The Devil in the Details

Detail 1: RAPPOR-like techniques would require C to know a set of candidate strings of which C is computing the usage frequency. For concreteness, in the case of trending slangs, C would actually need to know the slangs, that the users are sending through the messaging service, to determine the frequency.

Detail 2: Recall that the conversations are end-to-end encrypted. Also recall that the objective of end-to-end encryption is to have no door through which C can obtain user data (so that C may not be coerced to reveal user data even by government surveillance warrants).

The devil: Detail 1 implied that C needs to look into user data, Detail 2 recalled that the data is already encrypted. In other words, to learn the candidate strings used in differential privacy techniques, the company may need to see the unencrypted content of individuals’ conversations, which is against the very intention of end-to-end encryption.

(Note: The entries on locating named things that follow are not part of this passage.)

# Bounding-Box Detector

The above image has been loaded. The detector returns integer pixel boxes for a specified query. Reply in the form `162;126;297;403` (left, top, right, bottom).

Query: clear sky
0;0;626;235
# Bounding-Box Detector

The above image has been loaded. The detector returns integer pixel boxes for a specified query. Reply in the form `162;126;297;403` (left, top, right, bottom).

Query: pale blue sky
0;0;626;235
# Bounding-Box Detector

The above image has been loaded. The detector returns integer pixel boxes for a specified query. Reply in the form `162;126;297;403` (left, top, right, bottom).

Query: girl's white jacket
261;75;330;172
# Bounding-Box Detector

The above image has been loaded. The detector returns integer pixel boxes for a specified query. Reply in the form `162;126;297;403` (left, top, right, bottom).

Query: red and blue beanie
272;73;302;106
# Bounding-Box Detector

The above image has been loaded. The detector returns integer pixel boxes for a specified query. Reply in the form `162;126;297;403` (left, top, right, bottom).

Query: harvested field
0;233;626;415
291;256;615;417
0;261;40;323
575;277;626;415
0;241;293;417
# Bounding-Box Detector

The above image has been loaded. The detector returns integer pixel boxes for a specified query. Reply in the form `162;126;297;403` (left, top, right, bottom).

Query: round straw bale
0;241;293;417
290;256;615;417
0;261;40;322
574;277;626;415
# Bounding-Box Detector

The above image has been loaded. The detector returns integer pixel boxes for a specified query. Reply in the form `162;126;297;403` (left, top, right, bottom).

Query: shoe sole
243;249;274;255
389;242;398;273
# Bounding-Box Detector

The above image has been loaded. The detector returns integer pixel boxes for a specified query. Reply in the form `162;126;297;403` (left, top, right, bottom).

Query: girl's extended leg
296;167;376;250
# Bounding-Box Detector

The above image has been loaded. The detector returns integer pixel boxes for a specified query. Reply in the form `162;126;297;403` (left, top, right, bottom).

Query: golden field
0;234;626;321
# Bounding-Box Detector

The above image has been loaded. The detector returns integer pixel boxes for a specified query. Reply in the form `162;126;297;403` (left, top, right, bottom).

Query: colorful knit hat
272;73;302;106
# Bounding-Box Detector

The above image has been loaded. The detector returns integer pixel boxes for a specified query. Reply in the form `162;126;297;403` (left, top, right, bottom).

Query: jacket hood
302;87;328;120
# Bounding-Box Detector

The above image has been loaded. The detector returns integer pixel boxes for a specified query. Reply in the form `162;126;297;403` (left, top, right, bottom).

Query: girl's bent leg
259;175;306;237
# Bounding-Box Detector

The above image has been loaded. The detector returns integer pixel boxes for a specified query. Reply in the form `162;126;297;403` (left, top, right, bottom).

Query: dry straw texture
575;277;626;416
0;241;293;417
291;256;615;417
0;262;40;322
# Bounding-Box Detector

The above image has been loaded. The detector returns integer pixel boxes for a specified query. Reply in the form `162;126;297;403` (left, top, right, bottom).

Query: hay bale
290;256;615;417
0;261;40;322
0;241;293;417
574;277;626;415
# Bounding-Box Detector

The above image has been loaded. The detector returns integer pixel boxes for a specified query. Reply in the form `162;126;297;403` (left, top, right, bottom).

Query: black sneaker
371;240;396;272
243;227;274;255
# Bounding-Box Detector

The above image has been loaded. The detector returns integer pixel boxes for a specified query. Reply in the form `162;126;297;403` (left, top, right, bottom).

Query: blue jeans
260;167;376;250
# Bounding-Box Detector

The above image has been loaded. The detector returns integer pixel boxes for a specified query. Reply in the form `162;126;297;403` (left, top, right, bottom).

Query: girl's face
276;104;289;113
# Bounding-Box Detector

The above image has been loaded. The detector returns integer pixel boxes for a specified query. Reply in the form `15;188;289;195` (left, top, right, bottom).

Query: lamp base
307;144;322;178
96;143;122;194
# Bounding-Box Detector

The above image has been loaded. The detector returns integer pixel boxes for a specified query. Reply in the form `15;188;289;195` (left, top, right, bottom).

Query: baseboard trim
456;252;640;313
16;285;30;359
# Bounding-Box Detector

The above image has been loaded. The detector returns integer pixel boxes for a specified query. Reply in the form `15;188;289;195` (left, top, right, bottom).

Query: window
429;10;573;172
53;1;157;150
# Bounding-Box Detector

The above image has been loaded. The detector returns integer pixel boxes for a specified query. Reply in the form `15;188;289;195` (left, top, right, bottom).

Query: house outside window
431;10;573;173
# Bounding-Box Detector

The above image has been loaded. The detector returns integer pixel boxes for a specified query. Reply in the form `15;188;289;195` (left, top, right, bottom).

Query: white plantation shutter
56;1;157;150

This shows that the two privacy technologies fundamentally tussle with each other. In fact, we have seen that one can seriously backpedal the other. Thus, any methodology that will make these privacy technologies work together will be incredibly non-trivial and ground-breaking.

In summary, although end-to-end encryption and differential privacy offer strong user privacy protection, these two technologies interact in interesting ways, one fundamentally backpedaling the effect of the other. In this light, while differential privacy is a promising tool, implementing and deploying it while retaining the privacy of end-to-end encryption is challenging.